Uitspraak
1.Geding in cassatie
3.Slotsom
4.Beslissing
4 november 2014.
Hoge Raad
In deze zaak heeft de Hoge Raad op 4 november 2014 uitspraak gedaan in een cassatieprocedure tegen een arrest van het Gerechtshof te Amsterdam. De zaak betreft belaging zoals omschreven in artikel 285b van het Wetboek van Strafrecht. De verdachte was eerder veroordeeld voor belaging van het slachtoffer, maar het Hof had de verdachte vrijgesproken van de tenlastegelegde feiten in de periode van 17 juni 2011 tot en met 26 juni 2011. Het Hof oordeelde dat de gedragingen van de verdachte niet als stelselmatige inbreuk op de persoonlijke levenssfeer van het slachtoffer konden worden gekwalificeerd, omdat het slachtoffer zich slechts eenmaal bewust was van de belagingshandelingen.

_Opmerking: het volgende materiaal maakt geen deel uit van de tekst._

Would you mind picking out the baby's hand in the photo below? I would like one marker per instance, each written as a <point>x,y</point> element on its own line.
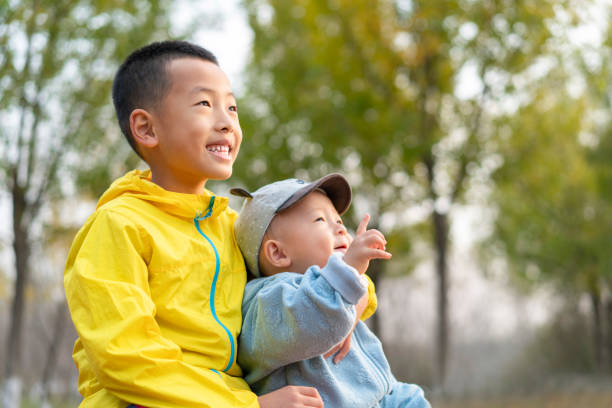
<point>367,245</point>
<point>291,396</point>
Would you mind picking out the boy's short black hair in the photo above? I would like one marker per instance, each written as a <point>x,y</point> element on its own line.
<point>142,80</point>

De Hoge Raad heeft het oordeel van het Hof verworpen, omdat het Hof ten onrechte had geoordeeld dat een gedraging alleen als inbreuk op de persoonlijke levenssfeer kan worden aangemerkt als het slachtoffer ten tijde van de gedraging op de hoogte was van deze gedraging. De Hoge Raad benadrukt dat bij de beoordeling van belaging de aard, duur, frequentie en intensiteit van de gedragingen van de verdachte van belang zijn, evenals de omstandigheden waaronder deze hebben plaatsgevonden en de invloed daarvan op het persoonlijk leven van het slachtoffer.
De Hoge Raad heeft de bestreden uitspraak vernietigd en de zaak terugverwezen naar het Gerechtshof Amsterdam voor een nieuwe behandeling. Dit arrest onderstreept de noodzaak om bij belaging niet alleen te kijken naar het bewustzijn van het slachtoffer, maar ook naar de context en de impact van de gedragingen van de verdachte.